The dark of night had gradually bleached ash gray as the shortened winter morning crept toward afternoon on spindly fingers. Only a week ago a new decade had come concealed in cloud. McCutchen thought the gloom fitting. He looped the reins around the horn and slapped his horse, Chester, on the neck twice. The animal snorted, steam rising from his back and nostrils.

McCutchen held his breath. No bird chatter. No barking dogs. No combustion engines rattling across town. Thurber Junction, or Mingus, as the locals called it, normally boasted a busy immigrant population blackened with coal dust or caked-in mud from the kilns. But work had stopped when the company town of Thurber, two miles further south, went dark.

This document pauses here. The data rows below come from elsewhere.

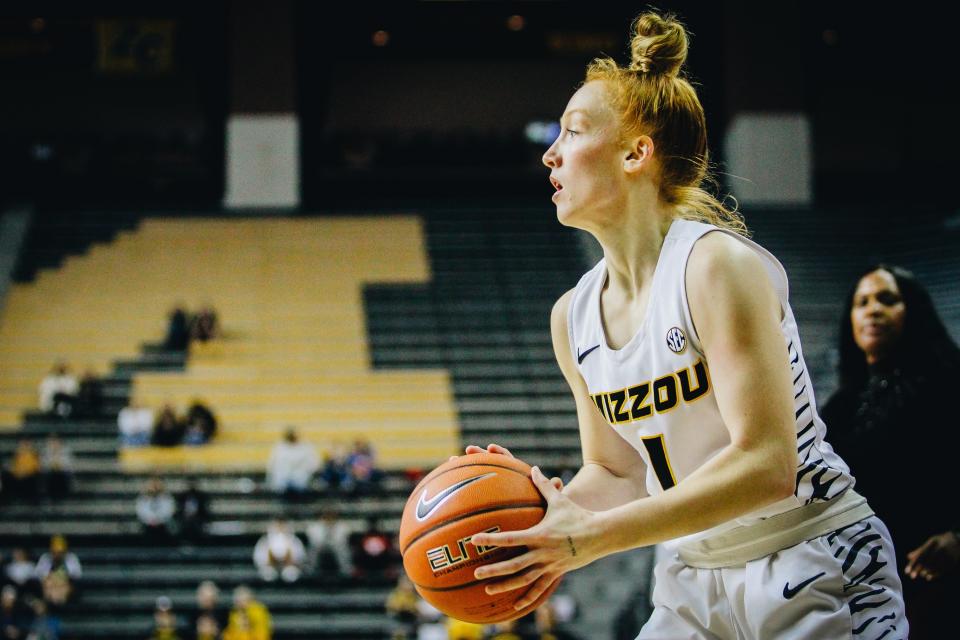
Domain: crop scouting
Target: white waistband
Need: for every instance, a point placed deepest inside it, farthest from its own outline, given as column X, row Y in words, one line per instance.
column 742, row 544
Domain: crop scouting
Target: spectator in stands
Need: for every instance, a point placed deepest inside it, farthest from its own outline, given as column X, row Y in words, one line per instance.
column 249, row 619
column 459, row 630
column 279, row 553
column 45, row 626
column 178, row 330
column 291, row 466
column 193, row 511
column 201, row 424
column 373, row 553
column 15, row 618
column 897, row 372
column 57, row 464
column 334, row 474
column 329, row 545
column 59, row 572
column 507, row 630
column 58, row 391
column 155, row 510
column 402, row 610
column 90, row 395
column 25, row 471
column 21, row 571
column 168, row 429
column 207, row 628
column 205, row 325
column 136, row 424
column 164, row 620
column 546, row 626
column 210, row 618
column 362, row 473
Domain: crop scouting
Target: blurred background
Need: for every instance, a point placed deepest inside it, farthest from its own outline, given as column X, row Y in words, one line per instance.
column 262, row 264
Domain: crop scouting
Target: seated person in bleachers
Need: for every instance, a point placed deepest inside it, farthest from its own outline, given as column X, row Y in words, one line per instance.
column 21, row 572
column 155, row 510
column 403, row 610
column 291, row 465
column 15, row 617
column 89, row 395
column 249, row 619
column 58, row 391
column 279, row 553
column 136, row 424
column 334, row 473
column 207, row 628
column 178, row 331
column 362, row 473
column 201, row 424
column 193, row 511
column 329, row 545
column 547, row 626
column 59, row 572
column 205, row 325
column 209, row 610
column 373, row 552
column 45, row 625
column 57, row 464
column 168, row 429
column 164, row 620
column 24, row 476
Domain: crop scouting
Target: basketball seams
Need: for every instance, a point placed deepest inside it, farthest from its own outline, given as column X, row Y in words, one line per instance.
column 432, row 477
column 464, row 516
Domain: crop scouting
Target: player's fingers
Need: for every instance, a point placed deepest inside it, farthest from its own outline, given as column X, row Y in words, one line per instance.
column 502, row 539
column 546, row 487
column 495, row 448
column 538, row 589
column 518, row 574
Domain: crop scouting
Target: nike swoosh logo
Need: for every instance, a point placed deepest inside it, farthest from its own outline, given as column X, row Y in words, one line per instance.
column 789, row 592
column 581, row 356
column 427, row 506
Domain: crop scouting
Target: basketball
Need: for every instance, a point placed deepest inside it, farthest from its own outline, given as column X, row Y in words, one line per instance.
column 462, row 497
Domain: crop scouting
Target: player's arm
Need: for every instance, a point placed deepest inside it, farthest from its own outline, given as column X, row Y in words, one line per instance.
column 737, row 317
column 613, row 473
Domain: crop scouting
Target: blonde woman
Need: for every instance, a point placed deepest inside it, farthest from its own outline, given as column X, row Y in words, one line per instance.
column 697, row 417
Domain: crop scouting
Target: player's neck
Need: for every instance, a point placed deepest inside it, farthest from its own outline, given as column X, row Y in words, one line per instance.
column 632, row 250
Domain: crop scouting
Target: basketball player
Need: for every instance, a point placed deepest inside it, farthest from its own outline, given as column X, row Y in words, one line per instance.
column 697, row 417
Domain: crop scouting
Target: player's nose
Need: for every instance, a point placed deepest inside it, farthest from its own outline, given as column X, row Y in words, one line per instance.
column 551, row 158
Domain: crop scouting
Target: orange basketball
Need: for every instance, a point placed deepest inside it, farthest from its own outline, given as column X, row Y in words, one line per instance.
column 462, row 497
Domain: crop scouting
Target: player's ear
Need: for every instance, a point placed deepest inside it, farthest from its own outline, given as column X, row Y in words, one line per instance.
column 638, row 153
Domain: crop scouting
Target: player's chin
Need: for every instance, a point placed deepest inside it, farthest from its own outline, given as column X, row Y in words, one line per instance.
column 567, row 216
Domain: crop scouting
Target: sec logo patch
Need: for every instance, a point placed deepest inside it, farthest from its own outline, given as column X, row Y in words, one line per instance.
column 676, row 340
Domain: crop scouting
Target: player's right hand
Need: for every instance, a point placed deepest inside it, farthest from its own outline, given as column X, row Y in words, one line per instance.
column 495, row 448
column 491, row 448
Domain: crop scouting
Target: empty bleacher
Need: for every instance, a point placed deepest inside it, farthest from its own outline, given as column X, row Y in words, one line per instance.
column 477, row 312
column 480, row 323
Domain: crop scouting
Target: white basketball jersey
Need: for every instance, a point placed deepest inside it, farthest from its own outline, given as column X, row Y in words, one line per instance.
column 656, row 391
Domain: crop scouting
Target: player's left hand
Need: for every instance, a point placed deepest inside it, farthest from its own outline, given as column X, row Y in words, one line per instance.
column 940, row 554
column 566, row 539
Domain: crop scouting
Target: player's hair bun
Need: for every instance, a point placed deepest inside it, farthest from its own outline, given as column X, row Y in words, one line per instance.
column 659, row 45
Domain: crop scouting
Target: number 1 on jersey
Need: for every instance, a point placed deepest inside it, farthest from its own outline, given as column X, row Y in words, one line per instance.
column 657, row 451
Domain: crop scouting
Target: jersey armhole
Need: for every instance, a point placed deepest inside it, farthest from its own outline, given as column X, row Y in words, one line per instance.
column 571, row 338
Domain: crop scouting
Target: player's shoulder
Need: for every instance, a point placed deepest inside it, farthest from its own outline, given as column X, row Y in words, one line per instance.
column 558, row 316
column 718, row 258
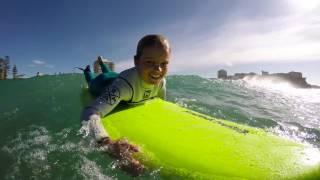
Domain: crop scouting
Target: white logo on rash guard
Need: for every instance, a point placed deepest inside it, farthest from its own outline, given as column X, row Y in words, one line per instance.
column 111, row 95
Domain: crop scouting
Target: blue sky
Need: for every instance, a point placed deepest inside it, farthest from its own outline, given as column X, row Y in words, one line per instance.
column 237, row 35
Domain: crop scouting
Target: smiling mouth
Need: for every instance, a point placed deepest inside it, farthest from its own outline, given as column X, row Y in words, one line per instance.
column 155, row 76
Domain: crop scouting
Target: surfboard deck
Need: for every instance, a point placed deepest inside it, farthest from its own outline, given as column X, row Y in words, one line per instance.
column 190, row 145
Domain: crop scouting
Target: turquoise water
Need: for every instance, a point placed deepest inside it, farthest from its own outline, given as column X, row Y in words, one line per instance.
column 39, row 132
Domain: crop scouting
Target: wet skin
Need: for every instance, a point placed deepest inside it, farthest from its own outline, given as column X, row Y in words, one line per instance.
column 152, row 65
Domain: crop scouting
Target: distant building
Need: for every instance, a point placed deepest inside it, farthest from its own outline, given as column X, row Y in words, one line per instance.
column 4, row 67
column 96, row 66
column 222, row 74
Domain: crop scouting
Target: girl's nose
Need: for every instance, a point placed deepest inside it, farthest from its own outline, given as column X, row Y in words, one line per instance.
column 157, row 67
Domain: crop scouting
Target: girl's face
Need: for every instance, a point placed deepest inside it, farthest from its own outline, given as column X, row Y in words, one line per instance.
column 152, row 65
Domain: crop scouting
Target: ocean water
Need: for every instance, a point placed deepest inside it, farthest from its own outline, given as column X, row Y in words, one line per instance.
column 40, row 137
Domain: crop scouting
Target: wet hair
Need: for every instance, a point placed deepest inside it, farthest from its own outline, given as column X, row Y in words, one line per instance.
column 152, row 40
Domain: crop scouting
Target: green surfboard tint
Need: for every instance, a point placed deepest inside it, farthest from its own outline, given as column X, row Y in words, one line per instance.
column 183, row 143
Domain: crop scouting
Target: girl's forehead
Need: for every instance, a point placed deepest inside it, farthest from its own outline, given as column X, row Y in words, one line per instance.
column 155, row 51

A Model T sat in the barn. No tracks in or out for days. He strode across the lawn. Nearer the house, a scattering of jilted whirligigs, hand-carved and painted, lay in various stages of repose. Some had fallen, some cast down violently. The front porch of an otherwise meticulous and newly built Craftsman-style home lay strewn with garbage, the door jamb marred by deep gouges. A fresh one.

Shy of the landing, McCutchen drew one of his Colt .45s. He shook out his muscles, barring the cold and replacing it with his mantra. An ornately carved plaque caught his eye. Hanging crooked on the post of the front porch, it announced, “God bless all who enter.” Not likely.

He leapt onto the porch. Bursting through the front door, he shattered the jamb. An elderly man lurched from a lounger in the living room, upsetting the tray in his lap.

Twice, McCutchen pulled the trigger, pounding the stagnant air. With two boiling holes in his chest, the man dropped into his chair—feathers and splinters exploding out the back. Next to him sat a second chair, empty. No time.

A gurgling screech pierced the air as a body slammed into McCutchen’s back. Dropping his firearm, he spun with the blow. Boney fingers clawed for his face. While pinning them against the attacker’s own neck, he clutched a hand full of scalp, dipped his shoulder and took a knee.

Using his attacker’s momentum, he flipped the old woman across the room. Lunging toward his fallen .45, he gripped it at the same time he drew his second Colt. As the old woman’s body struck the perforated tin of the pie safe, McCutchen sparked the air twice more, putting one bullet on top of the other.

A vaporous burst expelled a staggering amount of the woman’s blood in a single surge. Two more beats of her infected heart and she fell limp, draped over the shattered family heirloom.

McCutchen stood, both pistols at the ready. Choked by puffs of acrid smoke and the characteristic twitcher reek, like compost rife with mold spores, he moved into the kitchen. Newspaper and claw marks covered a small table—two place settings. Two overturned wooden chairs. Two twitchers.

The early ones had all been sick, on the verge of death. Over the last three days the majority had been like this. I’ve gotta move faster.

He left the front door open and cleared the porch in a single stride. After whistling a two-toned trill, Chester galloped around the corner of the barn. McCutchen grasped the horn, mounting on the fly. Securing the black bandana around his nose and mouth, he pulled the brim of his grandfather's Stetson down low and urged Chester out of town.